Typically, an increased PR, PI, or RI is an indicator of increased vascular resistance to flow and/or decreased vascular compliance,11, 12 distal to the measurement site. If this were the case, however, then the average blood flow would also be reduced. The average retinal blood flow was not significantly different across the four groups in the present study. Such retinal haemodynamic results in patients with AMD indicate that there may be a more generalized circulatory abnormality proximal to the eye. Specifically, it is likely that patients with AMD have a stiffer, less compliant arterial vasculature leading to the eye, and that the loss of compliance of the large blood vessels is due to age-related degenerative changes in collagen and elastin.13

A recent histopathological study14 has shown that in patients with AMD, the macular Bruch's membrane, comprised of inner and outer collagen-rich layers flanking a central layer of elastin and elastin-associated proteins, is thinner and more porous than in age-matched controls. The increased porosity is due to larger gaps in the elastin layer in eyes with AMD. As the authors of this study point out, it is not clear whether the elastin layer degrades more rapidly in eyes with AMD, or whether the deficit of elastin is present from the time of birth. In either case, it is the deficit of elastin, both in Bruch's membrane and in the walls of large conduit arteries, that likely links AMD with the stiffening of the systemic vasculature and the resulting haemodynamic changes observed in the retina. In the conduit arteries, the fracture of elastin fibres leads to the transfer of stress to collagen fibres, which are 100–1000 times stiffer than elastin,15 while in Bruch's membrane, gaps in the elastin layer provide the substrate for the development of AMD.
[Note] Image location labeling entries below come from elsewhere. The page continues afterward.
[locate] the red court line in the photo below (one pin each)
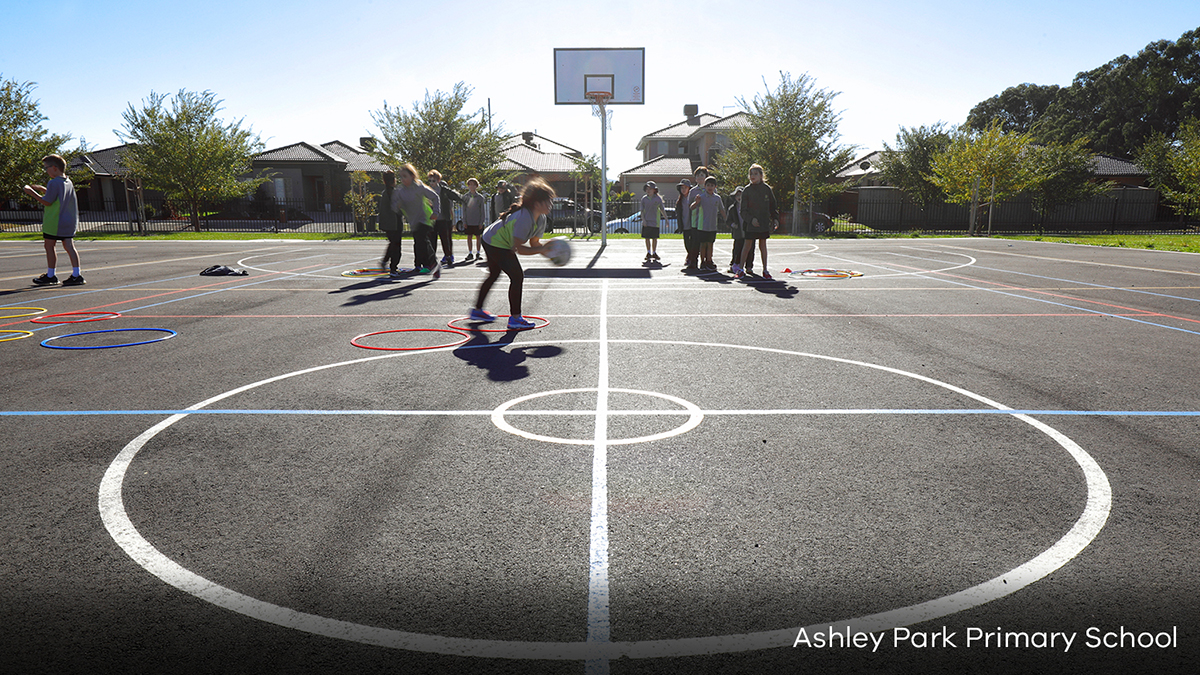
(1074, 299)
(203, 287)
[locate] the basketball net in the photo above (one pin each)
(600, 106)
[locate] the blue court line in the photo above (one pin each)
(1017, 293)
(611, 412)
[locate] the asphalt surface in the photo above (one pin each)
(978, 455)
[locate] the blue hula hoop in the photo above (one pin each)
(45, 342)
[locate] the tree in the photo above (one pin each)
(24, 142)
(189, 154)
(1018, 108)
(1174, 166)
(1120, 105)
(975, 159)
(436, 135)
(1062, 173)
(361, 199)
(910, 165)
(792, 135)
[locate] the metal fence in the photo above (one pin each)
(870, 210)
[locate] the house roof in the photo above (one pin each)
(659, 166)
(105, 162)
(526, 157)
(355, 159)
(299, 153)
(678, 131)
(1108, 165)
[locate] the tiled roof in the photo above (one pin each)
(105, 162)
(1107, 165)
(660, 166)
(539, 161)
(677, 131)
(355, 159)
(299, 153)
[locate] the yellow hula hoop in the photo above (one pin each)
(40, 310)
(27, 334)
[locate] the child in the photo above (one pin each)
(390, 225)
(738, 234)
(517, 232)
(474, 217)
(759, 216)
(60, 220)
(706, 207)
(653, 213)
(444, 222)
(421, 207)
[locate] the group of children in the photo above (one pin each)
(751, 217)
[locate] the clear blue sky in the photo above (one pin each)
(307, 70)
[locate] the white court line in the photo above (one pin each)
(119, 525)
(599, 626)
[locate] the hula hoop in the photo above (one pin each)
(463, 335)
(45, 342)
(366, 272)
(827, 273)
(544, 323)
(40, 310)
(42, 320)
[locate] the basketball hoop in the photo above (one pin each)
(599, 106)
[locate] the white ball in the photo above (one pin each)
(558, 250)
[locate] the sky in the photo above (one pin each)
(313, 71)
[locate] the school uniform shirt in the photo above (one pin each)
(759, 209)
(520, 225)
(61, 217)
(419, 204)
(706, 214)
(474, 209)
(388, 219)
(652, 210)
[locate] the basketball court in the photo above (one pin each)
(299, 471)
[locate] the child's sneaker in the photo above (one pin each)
(480, 315)
(520, 323)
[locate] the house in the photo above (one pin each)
(673, 153)
(1125, 173)
(527, 155)
(310, 177)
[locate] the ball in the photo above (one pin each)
(558, 250)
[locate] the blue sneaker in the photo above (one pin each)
(520, 323)
(480, 315)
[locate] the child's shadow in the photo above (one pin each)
(502, 365)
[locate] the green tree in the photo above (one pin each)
(1119, 106)
(187, 153)
(24, 141)
(792, 135)
(1174, 166)
(436, 135)
(1018, 108)
(361, 199)
(1062, 173)
(975, 159)
(909, 166)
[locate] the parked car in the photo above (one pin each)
(634, 223)
(565, 214)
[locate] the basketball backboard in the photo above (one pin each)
(622, 72)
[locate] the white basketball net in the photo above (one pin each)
(600, 108)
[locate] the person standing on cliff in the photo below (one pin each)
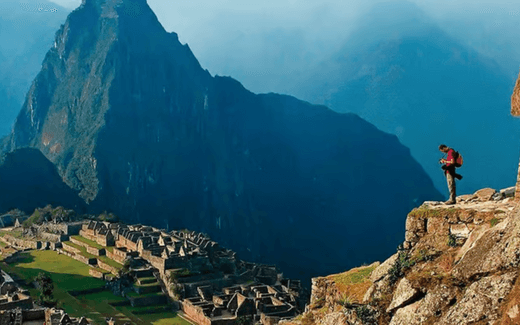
(449, 171)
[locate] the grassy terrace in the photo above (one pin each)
(151, 284)
(88, 242)
(103, 259)
(134, 294)
(14, 233)
(353, 284)
(69, 274)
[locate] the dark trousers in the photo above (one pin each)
(451, 186)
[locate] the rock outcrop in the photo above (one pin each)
(515, 99)
(137, 127)
(459, 264)
(29, 180)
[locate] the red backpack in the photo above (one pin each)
(458, 159)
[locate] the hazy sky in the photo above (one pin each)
(256, 41)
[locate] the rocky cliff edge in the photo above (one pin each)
(459, 264)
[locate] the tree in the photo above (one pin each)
(46, 287)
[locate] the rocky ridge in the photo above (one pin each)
(135, 126)
(459, 264)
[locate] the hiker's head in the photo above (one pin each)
(444, 148)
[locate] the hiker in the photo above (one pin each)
(449, 171)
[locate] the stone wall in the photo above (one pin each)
(25, 302)
(95, 251)
(70, 229)
(23, 243)
(97, 273)
(148, 301)
(115, 257)
(195, 313)
(158, 262)
(70, 248)
(89, 234)
(107, 267)
(515, 111)
(77, 257)
(47, 236)
(123, 242)
(33, 314)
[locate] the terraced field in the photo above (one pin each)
(69, 274)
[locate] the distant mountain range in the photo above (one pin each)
(26, 34)
(135, 126)
(408, 77)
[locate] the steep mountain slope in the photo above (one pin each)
(29, 180)
(406, 76)
(458, 264)
(136, 126)
(26, 33)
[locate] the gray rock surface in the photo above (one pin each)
(404, 294)
(480, 301)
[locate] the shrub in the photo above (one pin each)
(345, 300)
(366, 315)
(36, 217)
(46, 288)
(493, 222)
(452, 240)
(397, 270)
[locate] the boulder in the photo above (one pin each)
(407, 315)
(404, 294)
(485, 194)
(383, 269)
(508, 192)
(481, 301)
(515, 99)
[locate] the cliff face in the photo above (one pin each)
(515, 99)
(459, 265)
(137, 127)
(29, 180)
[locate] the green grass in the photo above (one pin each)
(146, 284)
(110, 262)
(148, 279)
(355, 276)
(87, 241)
(69, 274)
(82, 249)
(103, 259)
(134, 294)
(14, 233)
(66, 273)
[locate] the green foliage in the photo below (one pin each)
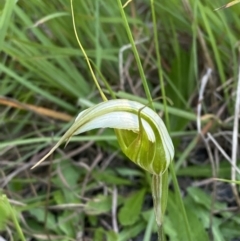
(43, 66)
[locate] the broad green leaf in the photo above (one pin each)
(39, 215)
(99, 205)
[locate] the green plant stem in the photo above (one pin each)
(180, 201)
(85, 55)
(15, 221)
(159, 66)
(160, 233)
(136, 55)
(160, 73)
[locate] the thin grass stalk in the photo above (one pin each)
(85, 55)
(14, 218)
(136, 55)
(172, 170)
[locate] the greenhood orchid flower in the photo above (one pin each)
(141, 134)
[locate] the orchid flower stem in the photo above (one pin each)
(177, 190)
(160, 73)
(136, 55)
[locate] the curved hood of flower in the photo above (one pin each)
(145, 142)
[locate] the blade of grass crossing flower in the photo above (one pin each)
(230, 4)
(162, 182)
(85, 55)
(5, 19)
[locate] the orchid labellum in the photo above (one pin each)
(142, 136)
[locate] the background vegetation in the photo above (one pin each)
(89, 190)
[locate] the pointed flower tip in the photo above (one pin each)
(144, 140)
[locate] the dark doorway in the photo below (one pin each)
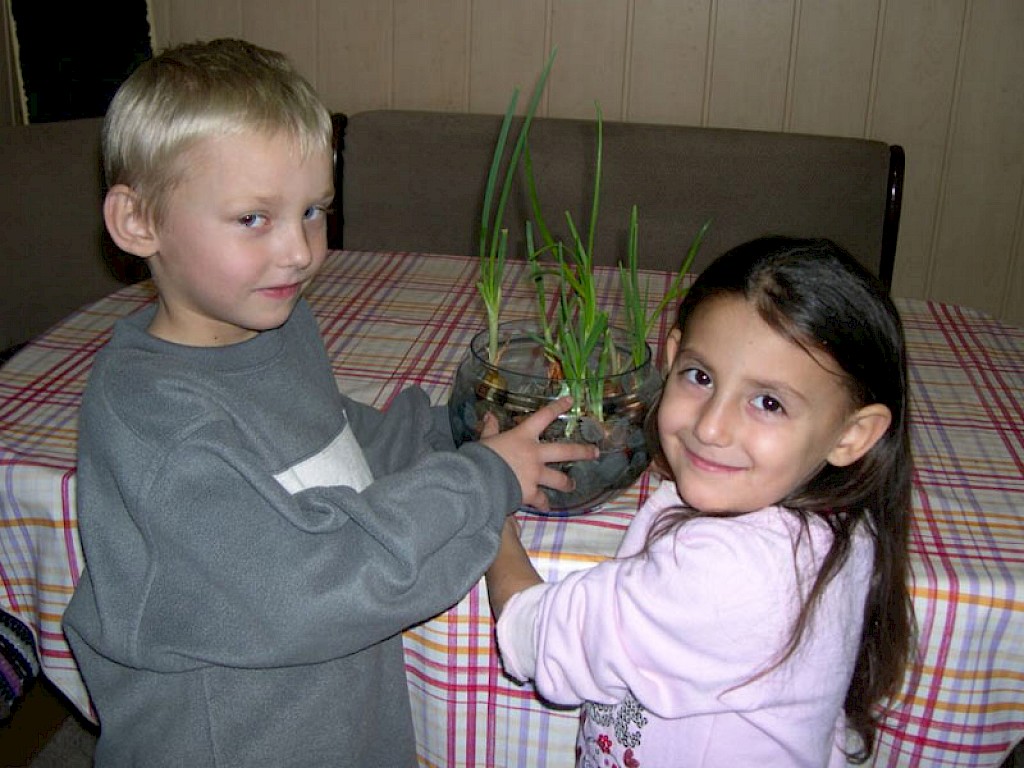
(74, 55)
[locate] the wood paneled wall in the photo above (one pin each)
(943, 78)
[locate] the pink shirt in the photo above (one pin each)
(660, 645)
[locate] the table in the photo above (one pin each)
(391, 321)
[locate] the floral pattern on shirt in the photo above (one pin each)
(605, 727)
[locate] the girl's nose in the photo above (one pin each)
(714, 424)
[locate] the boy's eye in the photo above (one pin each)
(252, 220)
(315, 212)
(768, 403)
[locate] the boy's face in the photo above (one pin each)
(244, 232)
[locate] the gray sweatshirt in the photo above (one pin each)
(255, 543)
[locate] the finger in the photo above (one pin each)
(556, 453)
(540, 419)
(556, 480)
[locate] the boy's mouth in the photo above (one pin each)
(282, 292)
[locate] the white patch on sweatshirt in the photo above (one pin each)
(341, 463)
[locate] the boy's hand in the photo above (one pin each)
(528, 458)
(511, 571)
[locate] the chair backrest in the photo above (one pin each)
(53, 248)
(414, 181)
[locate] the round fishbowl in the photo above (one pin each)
(608, 413)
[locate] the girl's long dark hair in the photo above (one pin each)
(815, 294)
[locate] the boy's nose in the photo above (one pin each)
(299, 249)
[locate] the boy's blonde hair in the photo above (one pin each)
(203, 90)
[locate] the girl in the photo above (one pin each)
(758, 607)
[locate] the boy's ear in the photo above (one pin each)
(128, 223)
(863, 429)
(672, 342)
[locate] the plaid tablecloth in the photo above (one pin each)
(391, 321)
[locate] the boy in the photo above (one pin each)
(255, 541)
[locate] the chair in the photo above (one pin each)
(414, 181)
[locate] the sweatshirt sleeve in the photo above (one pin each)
(705, 599)
(394, 438)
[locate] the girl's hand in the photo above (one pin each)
(528, 458)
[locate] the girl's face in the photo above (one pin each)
(244, 233)
(748, 416)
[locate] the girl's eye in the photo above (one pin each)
(768, 403)
(696, 376)
(252, 220)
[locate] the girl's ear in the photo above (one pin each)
(862, 430)
(128, 223)
(672, 342)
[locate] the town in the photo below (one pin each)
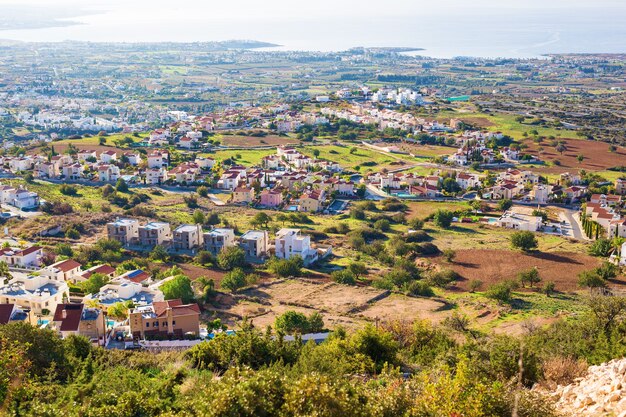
(217, 213)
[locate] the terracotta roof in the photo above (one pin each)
(5, 313)
(177, 306)
(73, 314)
(67, 265)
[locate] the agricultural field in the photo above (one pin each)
(253, 141)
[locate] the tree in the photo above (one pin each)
(202, 191)
(449, 255)
(4, 270)
(607, 270)
(205, 258)
(94, 283)
(159, 253)
(474, 285)
(178, 287)
(358, 269)
(261, 219)
(231, 257)
(120, 309)
(234, 280)
(591, 280)
(121, 186)
(530, 276)
(207, 288)
(601, 248)
(443, 218)
(548, 288)
(198, 217)
(505, 204)
(524, 240)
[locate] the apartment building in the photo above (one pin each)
(125, 231)
(188, 237)
(218, 239)
(154, 233)
(169, 318)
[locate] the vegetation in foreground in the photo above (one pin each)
(395, 369)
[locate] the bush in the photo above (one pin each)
(286, 267)
(343, 277)
(231, 257)
(524, 240)
(501, 292)
(443, 218)
(234, 280)
(294, 322)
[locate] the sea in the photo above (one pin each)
(441, 32)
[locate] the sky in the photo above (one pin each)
(483, 27)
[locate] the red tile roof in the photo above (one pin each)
(73, 314)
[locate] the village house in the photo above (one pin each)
(187, 237)
(12, 313)
(520, 221)
(312, 201)
(108, 173)
(242, 195)
(108, 157)
(87, 155)
(133, 158)
(22, 258)
(218, 239)
(620, 186)
(35, 292)
(291, 242)
(122, 290)
(125, 231)
(466, 180)
(166, 318)
(138, 276)
(72, 171)
(154, 233)
(204, 163)
(66, 270)
(255, 244)
(79, 320)
(106, 270)
(271, 198)
(155, 176)
(158, 159)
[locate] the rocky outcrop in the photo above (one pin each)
(602, 392)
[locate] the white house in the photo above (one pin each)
(35, 292)
(291, 242)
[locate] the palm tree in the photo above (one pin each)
(206, 286)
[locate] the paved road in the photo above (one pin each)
(571, 216)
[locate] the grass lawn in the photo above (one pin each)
(247, 157)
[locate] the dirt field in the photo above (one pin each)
(340, 305)
(60, 148)
(251, 141)
(491, 266)
(597, 156)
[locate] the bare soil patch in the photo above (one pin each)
(491, 266)
(253, 141)
(597, 155)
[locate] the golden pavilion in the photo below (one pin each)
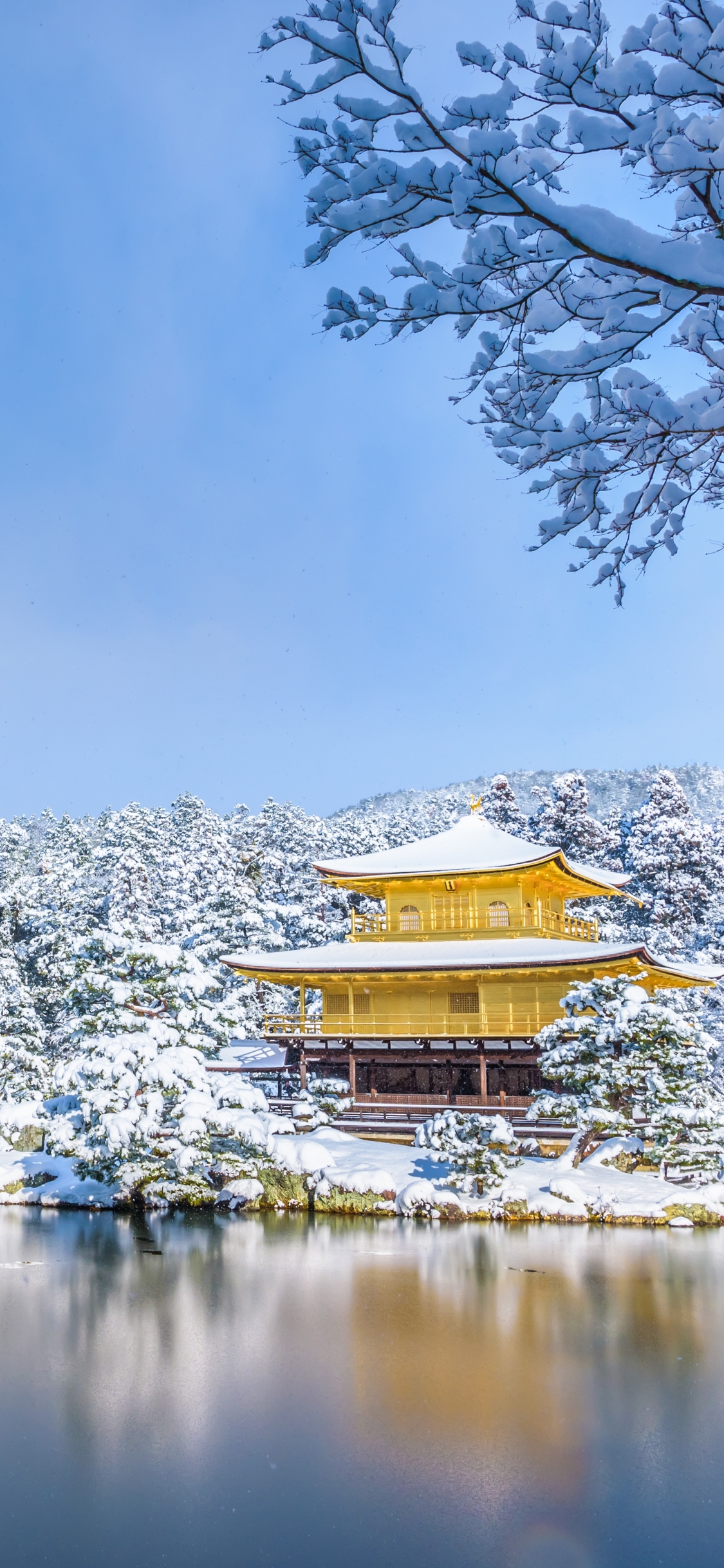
(442, 990)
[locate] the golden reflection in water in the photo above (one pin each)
(497, 1357)
(487, 1360)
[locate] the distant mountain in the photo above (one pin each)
(609, 788)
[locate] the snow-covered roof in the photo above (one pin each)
(524, 952)
(254, 1056)
(472, 846)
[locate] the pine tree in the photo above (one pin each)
(678, 864)
(563, 821)
(631, 1063)
(502, 808)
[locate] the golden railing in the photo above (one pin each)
(364, 1027)
(373, 927)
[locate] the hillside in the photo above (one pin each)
(609, 789)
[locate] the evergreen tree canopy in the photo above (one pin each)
(631, 1063)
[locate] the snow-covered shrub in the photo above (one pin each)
(631, 1063)
(480, 1150)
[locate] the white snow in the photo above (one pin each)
(339, 1159)
(530, 952)
(472, 846)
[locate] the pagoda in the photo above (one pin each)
(442, 991)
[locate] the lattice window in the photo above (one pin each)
(452, 913)
(464, 1002)
(337, 1004)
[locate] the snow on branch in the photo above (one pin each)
(566, 299)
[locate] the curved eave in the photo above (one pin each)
(589, 886)
(317, 965)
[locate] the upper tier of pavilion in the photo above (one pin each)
(472, 849)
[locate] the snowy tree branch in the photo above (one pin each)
(570, 295)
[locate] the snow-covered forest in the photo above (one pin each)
(112, 929)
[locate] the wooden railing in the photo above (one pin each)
(373, 927)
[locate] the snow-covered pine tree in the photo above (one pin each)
(563, 819)
(140, 1024)
(502, 808)
(480, 1150)
(635, 1065)
(678, 868)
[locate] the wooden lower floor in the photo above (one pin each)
(452, 1072)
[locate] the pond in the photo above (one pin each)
(284, 1391)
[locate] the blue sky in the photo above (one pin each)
(240, 557)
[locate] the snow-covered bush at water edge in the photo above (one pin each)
(480, 1150)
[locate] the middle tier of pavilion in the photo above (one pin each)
(474, 943)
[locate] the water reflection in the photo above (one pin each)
(353, 1391)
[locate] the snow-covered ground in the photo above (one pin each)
(404, 1180)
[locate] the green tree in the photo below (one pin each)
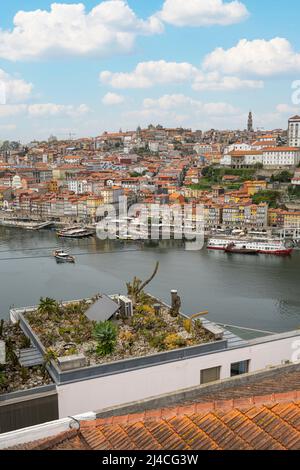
(269, 197)
(283, 177)
(47, 306)
(105, 333)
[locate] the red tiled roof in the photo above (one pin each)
(269, 422)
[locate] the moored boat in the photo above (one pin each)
(63, 257)
(75, 232)
(240, 249)
(248, 246)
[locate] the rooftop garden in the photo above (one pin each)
(65, 330)
(13, 376)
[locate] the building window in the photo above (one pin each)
(210, 375)
(239, 368)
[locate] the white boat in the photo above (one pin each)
(267, 246)
(75, 232)
(62, 256)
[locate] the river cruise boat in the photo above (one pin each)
(267, 247)
(75, 232)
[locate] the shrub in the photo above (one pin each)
(147, 322)
(144, 309)
(3, 380)
(158, 341)
(187, 325)
(105, 333)
(174, 341)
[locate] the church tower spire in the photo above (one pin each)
(250, 122)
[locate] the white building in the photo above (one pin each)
(139, 378)
(294, 131)
(237, 147)
(77, 186)
(281, 156)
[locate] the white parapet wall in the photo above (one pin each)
(42, 431)
(149, 382)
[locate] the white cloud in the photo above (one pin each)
(51, 109)
(67, 29)
(43, 110)
(180, 102)
(14, 90)
(258, 57)
(111, 99)
(214, 81)
(287, 109)
(149, 74)
(202, 12)
(182, 110)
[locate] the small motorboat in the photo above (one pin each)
(241, 250)
(63, 257)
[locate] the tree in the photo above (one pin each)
(135, 288)
(47, 305)
(105, 333)
(269, 197)
(283, 177)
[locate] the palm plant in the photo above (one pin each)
(105, 333)
(47, 306)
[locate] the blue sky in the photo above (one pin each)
(197, 63)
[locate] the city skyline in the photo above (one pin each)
(113, 65)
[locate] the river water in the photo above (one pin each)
(257, 292)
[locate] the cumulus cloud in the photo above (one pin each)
(111, 99)
(287, 109)
(182, 110)
(43, 110)
(180, 101)
(109, 28)
(149, 74)
(202, 12)
(214, 81)
(258, 57)
(13, 90)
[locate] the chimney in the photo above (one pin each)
(173, 297)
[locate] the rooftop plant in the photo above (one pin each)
(47, 306)
(136, 287)
(105, 333)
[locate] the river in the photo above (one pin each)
(257, 292)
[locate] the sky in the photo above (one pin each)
(93, 66)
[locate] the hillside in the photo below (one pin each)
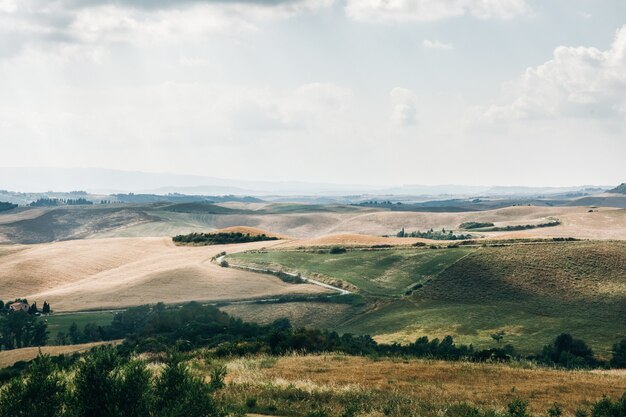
(530, 291)
(109, 273)
(620, 189)
(397, 387)
(40, 225)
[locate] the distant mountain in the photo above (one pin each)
(110, 181)
(620, 189)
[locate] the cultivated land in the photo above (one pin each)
(112, 273)
(392, 386)
(532, 291)
(10, 357)
(40, 225)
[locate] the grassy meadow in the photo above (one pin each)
(62, 322)
(532, 292)
(294, 385)
(384, 273)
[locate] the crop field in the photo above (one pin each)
(388, 272)
(93, 274)
(531, 292)
(397, 387)
(62, 322)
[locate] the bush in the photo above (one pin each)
(619, 355)
(337, 250)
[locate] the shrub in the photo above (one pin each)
(337, 249)
(619, 355)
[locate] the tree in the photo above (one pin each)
(498, 336)
(619, 355)
(133, 389)
(32, 310)
(95, 391)
(41, 394)
(19, 329)
(178, 393)
(75, 334)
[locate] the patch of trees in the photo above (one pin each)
(620, 189)
(107, 384)
(157, 328)
(4, 206)
(53, 202)
(518, 227)
(19, 329)
(567, 352)
(220, 238)
(475, 225)
(434, 234)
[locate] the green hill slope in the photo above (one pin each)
(532, 292)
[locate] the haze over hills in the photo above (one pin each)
(106, 181)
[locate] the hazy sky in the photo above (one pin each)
(345, 91)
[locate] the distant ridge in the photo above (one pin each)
(620, 189)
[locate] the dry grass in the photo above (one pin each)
(9, 357)
(436, 382)
(252, 231)
(110, 273)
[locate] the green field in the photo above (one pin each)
(385, 273)
(62, 322)
(532, 292)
Epidemiological studies have also shown that patients with AMD often have concomitant systemic vascular disease such as arterial hypertension, atherosclerosis, or hypercholesteraemia.1, 16, 17, 18, 19, 20 In fact, as shown in Table 1, a number of our study patients with AMD were being treated for these disorders. Smoking, hypertension, and elevated serum cholesterol have been shown to be risk factors for both AMD and cardiovascular disease. Specifically, it has been reported that a high total serum cholesterol level is a risk factor for both neovascular AMD and geographic atrophy.21 In addition, there have been reports linking statin use with a lower risk of AMD.22, 23 Statins, hydroxymethyl glutaryl coenzyme A reductase inhibitors, are prescribed to help reduce low-density lipoprotein (LDL) cholesterol levels by inhibiting cholesterol production and increasing LDL cholesterol removal from plasma. The overlap in risk factors for AMD and cardiovascular disease has led to the suggestion that a common disease mechanism may be operative in both AMD and cardiovascular disease.

Friedman24, 25, 26 has suggested that AMD shares both risk factors and pathogenetic mechanisms with atherosclerosis, resulting in the deposition of lipid in the sclera and in Bruch's membrane. He proposes an alternate explanation for the ocular haemodynamic abnormalities observed in AMD, suggesting that an increasingly rigid sclera would act to encapsulate the ocular vasculature in a more incompressible compartment, leading to a greater degree of systolic–diastolic variation in the blood velocity during the cardiac cycle. The answer to the question of whether AMD-related haemodynamic abnormalities are due to increased scleral rigidity, increased systemic vascular rigidity, or both awaits further investigation.

In summary, our results add support to the conjecture that AMD and cardiovascular disease share the same modifiable risk factors. Treatments aimed at preventing systemic arterial rigidity may also be effective in preventing the onset or slowing the progression of AMD.